Even though 32 people have been executed in the state using compounded pentobarbital without incident, the five Texas prisoners requested stays of execution, alleging the compounded drug still posed a risk of unnecessary pain and should be retested before their executions.
In a Sept. 12 decision in Wood v. Collier, Fifth Circuit Judge Patrick Higginbotham noted that when pentobarbital is the sole drug used to execute, unconsciousness precedes death. He also concluded that the five prisoners did not have an equal protection right under the U.S. Constitution's Fourteenth Amendment to have the compounded drug retested before its use in their executions.
"However one kneads the protean language of equal protection jurisprudence, the inescapable reality is that these prisoners have not demonstrated that a failure to retest brings the unnecessary pain forbidden by the Eight Amendment," Higginbotham wrote. "Attempting to bridge this shortfall in their submission with equal protection language, while creative, brings an argument that is ultimately no more than word play."

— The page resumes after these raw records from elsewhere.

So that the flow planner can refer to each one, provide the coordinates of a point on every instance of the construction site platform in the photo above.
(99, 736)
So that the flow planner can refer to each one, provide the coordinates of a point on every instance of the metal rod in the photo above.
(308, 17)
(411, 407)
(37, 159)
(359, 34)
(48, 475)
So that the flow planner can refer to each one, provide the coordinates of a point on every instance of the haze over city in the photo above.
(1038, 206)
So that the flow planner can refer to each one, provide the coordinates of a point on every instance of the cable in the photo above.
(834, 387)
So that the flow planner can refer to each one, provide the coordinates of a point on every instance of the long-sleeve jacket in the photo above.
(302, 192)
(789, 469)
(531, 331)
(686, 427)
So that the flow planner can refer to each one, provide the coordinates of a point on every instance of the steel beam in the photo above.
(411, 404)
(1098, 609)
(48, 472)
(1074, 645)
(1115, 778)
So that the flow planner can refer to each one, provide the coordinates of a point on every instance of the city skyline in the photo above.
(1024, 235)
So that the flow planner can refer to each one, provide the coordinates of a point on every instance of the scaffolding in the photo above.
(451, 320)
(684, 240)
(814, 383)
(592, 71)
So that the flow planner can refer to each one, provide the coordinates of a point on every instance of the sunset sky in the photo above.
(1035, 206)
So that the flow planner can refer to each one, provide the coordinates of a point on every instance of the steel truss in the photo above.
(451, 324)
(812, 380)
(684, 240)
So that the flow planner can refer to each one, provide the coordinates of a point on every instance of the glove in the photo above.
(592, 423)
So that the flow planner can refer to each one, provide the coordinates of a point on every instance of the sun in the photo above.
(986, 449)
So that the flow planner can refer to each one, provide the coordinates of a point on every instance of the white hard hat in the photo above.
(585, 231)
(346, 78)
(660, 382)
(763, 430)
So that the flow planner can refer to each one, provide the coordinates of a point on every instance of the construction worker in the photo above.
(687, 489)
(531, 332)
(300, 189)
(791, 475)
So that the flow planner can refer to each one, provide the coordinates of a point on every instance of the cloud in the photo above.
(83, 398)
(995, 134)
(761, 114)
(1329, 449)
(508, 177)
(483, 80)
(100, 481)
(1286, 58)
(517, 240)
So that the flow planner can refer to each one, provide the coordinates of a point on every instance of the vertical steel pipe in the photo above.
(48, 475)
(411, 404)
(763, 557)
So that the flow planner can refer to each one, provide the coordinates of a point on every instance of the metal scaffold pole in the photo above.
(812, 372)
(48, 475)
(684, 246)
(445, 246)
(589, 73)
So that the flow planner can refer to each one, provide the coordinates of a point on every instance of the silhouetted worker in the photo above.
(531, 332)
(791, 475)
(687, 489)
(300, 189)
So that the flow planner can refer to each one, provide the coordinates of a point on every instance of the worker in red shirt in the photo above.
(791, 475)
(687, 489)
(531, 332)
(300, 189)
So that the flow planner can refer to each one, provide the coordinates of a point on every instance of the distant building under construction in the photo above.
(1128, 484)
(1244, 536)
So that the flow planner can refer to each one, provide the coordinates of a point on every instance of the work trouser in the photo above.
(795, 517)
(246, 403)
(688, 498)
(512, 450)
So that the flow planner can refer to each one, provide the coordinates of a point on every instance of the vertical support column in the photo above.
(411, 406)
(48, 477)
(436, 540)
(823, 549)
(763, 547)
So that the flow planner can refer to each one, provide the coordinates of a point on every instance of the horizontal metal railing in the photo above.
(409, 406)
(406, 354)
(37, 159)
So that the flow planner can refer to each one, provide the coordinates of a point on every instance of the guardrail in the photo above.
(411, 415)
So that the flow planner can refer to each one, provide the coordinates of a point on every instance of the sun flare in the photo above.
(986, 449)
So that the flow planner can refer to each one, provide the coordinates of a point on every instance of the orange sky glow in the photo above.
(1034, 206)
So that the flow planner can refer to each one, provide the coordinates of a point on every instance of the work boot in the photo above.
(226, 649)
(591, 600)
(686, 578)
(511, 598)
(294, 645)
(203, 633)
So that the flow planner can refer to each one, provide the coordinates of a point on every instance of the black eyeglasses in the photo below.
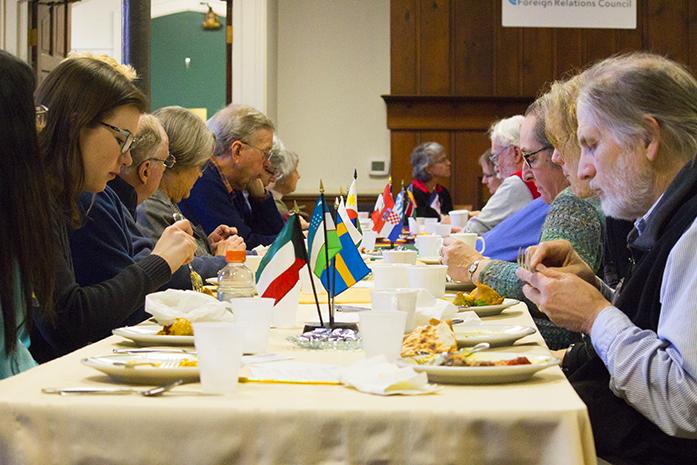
(169, 162)
(129, 140)
(528, 156)
(265, 153)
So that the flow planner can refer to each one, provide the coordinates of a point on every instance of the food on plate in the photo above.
(431, 339)
(180, 327)
(462, 358)
(480, 296)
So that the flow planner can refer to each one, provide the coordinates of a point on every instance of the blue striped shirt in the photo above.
(656, 372)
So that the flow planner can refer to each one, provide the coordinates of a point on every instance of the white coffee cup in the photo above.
(382, 333)
(402, 299)
(459, 217)
(429, 277)
(470, 239)
(414, 227)
(389, 275)
(400, 256)
(219, 349)
(253, 317)
(283, 313)
(428, 246)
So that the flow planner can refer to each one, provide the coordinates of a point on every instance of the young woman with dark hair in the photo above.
(90, 127)
(26, 269)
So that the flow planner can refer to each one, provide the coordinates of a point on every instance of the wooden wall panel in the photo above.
(434, 47)
(455, 70)
(403, 46)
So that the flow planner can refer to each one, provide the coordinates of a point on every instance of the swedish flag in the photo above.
(349, 267)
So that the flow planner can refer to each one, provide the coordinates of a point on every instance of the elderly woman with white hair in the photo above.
(430, 164)
(191, 145)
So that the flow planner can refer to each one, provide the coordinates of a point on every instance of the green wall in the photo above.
(175, 37)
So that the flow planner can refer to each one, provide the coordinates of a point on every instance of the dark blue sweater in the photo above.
(110, 240)
(210, 205)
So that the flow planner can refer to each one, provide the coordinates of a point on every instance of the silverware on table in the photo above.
(196, 280)
(152, 392)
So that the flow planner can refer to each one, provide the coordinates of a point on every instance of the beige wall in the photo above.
(333, 65)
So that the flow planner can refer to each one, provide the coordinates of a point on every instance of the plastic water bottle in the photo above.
(235, 279)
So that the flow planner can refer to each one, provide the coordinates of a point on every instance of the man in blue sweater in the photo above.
(230, 190)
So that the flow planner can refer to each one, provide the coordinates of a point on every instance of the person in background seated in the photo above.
(489, 177)
(514, 192)
(191, 146)
(109, 239)
(24, 272)
(243, 140)
(569, 217)
(430, 164)
(637, 370)
(90, 128)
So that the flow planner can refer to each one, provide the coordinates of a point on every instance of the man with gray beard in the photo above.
(637, 370)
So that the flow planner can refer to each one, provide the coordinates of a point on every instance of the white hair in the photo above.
(506, 131)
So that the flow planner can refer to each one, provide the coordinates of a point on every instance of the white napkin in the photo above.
(166, 306)
(377, 376)
(428, 307)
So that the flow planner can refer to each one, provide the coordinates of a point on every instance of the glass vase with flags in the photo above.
(279, 270)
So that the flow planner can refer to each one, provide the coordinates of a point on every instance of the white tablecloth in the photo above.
(541, 421)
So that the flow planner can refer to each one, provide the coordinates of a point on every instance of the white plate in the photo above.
(488, 375)
(146, 335)
(488, 310)
(143, 374)
(495, 335)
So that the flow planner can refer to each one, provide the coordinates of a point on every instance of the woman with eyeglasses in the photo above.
(25, 275)
(430, 164)
(90, 126)
(191, 146)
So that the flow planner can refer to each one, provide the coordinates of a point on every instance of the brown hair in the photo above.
(79, 93)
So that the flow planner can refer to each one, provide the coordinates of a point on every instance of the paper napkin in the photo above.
(377, 376)
(166, 306)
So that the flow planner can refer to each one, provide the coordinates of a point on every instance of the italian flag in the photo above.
(279, 270)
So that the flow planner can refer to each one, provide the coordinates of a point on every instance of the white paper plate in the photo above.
(488, 375)
(143, 374)
(494, 334)
(489, 310)
(146, 335)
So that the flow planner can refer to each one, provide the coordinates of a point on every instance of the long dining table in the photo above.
(539, 421)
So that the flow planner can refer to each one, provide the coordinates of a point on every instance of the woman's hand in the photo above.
(176, 245)
(458, 256)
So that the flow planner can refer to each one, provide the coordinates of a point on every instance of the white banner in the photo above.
(591, 14)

While he denied their stays of execution, Higginbotham did note the five prisoners have spent decades residing on death row—something that gives the judge pause.
"Texas has a strong interest in enforcing the judgments of its courts in criminal cases, but the public interest writ large takes no sides here. The finality of a death sentence and, with it, the inherent risk of uncertainty demand diligent effort by all," Higginbotham wrote.
"These prisoners have enjoyed that effort—with two of them residing on death row in excess of twenty years. The reality may give pause to the entire enterprise, but does not bespeak neglect of bench and bar," Higginbotham wrote. "To these eyes, a system that leaves persons on death row for over two decades more surely taxes the Eighth Amendment's prohibition of undue suffering than does the elusive search for minimum pain for those brief moments of passage across the river."
Texas leads the nation in executions and has put 537 people to death since 1976.